Y’all, I am in a foul, foul mood. I’m tired, I’m hungry and I’ve got pesto breath from breakfast (perhaps in retrospect a bad idea) that is showing no signs of surrendering to my minty ministrations.
I thought I’d cheer myself up by seeing a noonday concert and flirting with the pianist, who is a dear friend and the only heterosexual male to have ever had the honor of touching my hot pink Diors.
The concert was lovely and I’s started hating the world and all its inhabitants (uh, except you all! I love you! buy stuff!) slightly less than I had an hour earlier. Waiting for the pedestrians to cross, I see a totally normal looking pregnant woman walk by and this bit of evilness popped out of my brain.

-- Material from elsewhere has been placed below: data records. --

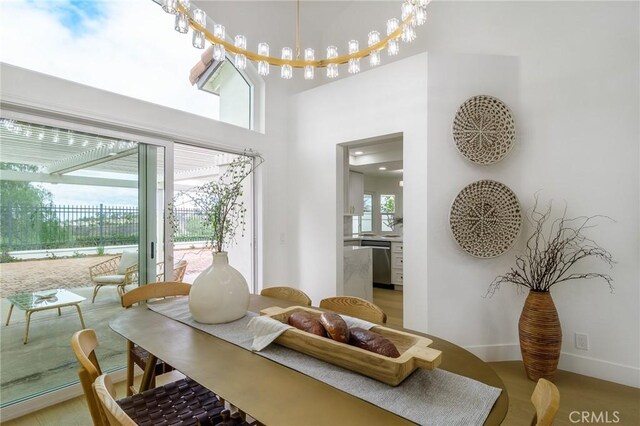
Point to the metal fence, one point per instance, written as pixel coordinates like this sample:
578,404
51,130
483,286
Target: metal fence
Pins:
55,226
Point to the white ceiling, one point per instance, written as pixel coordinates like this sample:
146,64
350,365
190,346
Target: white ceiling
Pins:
323,23
367,158
57,151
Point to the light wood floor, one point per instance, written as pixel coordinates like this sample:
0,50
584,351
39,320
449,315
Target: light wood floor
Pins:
577,392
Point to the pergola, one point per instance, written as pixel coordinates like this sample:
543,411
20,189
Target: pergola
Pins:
57,153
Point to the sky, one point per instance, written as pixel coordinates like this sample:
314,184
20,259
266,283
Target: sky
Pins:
123,46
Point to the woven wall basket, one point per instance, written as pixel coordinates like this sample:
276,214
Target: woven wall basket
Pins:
484,130
485,218
540,336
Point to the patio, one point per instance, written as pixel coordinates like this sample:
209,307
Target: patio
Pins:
46,361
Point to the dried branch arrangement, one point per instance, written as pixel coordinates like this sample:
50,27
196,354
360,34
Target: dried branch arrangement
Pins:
219,202
551,253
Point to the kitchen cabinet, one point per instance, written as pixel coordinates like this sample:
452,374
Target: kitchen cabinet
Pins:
397,259
355,196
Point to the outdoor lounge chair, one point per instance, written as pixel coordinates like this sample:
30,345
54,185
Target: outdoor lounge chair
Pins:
120,271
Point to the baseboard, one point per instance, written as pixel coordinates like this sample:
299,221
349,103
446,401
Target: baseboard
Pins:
48,399
592,367
490,353
605,370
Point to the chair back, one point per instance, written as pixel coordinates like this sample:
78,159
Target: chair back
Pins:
355,307
106,392
546,400
154,291
83,344
179,271
287,293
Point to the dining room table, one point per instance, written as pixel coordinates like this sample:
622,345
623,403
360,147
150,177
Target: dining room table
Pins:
268,391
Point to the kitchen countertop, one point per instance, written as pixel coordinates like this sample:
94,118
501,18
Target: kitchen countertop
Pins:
353,248
357,237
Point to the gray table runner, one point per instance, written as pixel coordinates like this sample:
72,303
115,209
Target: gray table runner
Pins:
428,397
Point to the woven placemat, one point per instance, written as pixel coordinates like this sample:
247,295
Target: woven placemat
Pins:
433,397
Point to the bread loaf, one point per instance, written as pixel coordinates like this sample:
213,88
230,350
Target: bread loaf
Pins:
336,328
307,322
373,342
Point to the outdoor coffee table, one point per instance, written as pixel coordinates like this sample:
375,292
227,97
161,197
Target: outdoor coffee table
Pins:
43,300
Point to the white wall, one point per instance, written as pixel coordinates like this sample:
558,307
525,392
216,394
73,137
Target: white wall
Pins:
577,114
24,90
378,102
572,82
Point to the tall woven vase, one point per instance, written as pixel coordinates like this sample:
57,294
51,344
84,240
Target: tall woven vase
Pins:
540,335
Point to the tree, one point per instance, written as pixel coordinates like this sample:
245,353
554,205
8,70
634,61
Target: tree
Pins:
26,217
22,193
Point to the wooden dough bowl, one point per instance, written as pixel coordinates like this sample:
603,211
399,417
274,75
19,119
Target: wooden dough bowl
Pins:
414,350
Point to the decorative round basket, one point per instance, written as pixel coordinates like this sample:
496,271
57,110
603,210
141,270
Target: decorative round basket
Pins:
484,130
485,218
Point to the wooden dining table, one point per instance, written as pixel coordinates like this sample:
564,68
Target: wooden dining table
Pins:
270,392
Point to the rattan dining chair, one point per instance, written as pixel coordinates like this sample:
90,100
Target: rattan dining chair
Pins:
355,307
287,293
135,354
186,398
546,400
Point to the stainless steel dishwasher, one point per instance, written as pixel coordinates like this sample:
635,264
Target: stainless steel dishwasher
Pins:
381,260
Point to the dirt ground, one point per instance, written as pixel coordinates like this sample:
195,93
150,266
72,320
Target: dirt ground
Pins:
45,274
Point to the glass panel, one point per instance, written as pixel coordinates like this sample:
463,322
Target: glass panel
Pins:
366,221
387,210
234,94
192,238
69,221
106,34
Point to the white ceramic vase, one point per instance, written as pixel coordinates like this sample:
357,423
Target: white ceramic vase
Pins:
219,294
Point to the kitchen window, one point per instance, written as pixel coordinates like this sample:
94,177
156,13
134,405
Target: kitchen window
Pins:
364,223
387,212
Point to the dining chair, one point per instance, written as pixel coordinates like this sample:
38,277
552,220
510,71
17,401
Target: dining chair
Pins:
135,354
355,307
179,269
158,405
287,293
120,271
546,400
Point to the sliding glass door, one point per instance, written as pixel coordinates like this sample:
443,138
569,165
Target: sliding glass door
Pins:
81,216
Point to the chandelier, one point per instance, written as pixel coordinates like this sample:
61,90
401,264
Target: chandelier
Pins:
413,13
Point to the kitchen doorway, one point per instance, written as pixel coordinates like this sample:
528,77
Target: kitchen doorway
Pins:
371,258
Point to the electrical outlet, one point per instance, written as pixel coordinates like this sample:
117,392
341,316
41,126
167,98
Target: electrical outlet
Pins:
582,341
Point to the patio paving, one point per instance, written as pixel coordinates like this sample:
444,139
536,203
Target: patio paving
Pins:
45,274
46,361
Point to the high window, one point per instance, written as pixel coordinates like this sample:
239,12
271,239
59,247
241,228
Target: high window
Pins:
121,47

“She’ll probably be a horrible mother; I mean, she wears khaki capris.”
Even for me that was harsh. Where did that even COME from? I truly have no idea.
Granted, I don’t generally approve of cropped pants because I don’t think people approach them with the appropriate fear and trembling (not to mention the right statement shoe) but really? A bad mother?
But we make those snap judgments on appearances every day, and I’d wager we don’t know where many of them come from. I’m shallow because my shoes are expensive , he’s gay because he’s well-groomed. Is it that far a jump from that to “she’s lazy because she’s fat”?
Today Miss Plumcake wants to know:
We’re all guilty, but what snap judgments based on appearances do you make, and whaddya gonna do about it?
(Joan Crawford, sans capris, and her family. I feel Miss Joan was a very misunderstood woman.)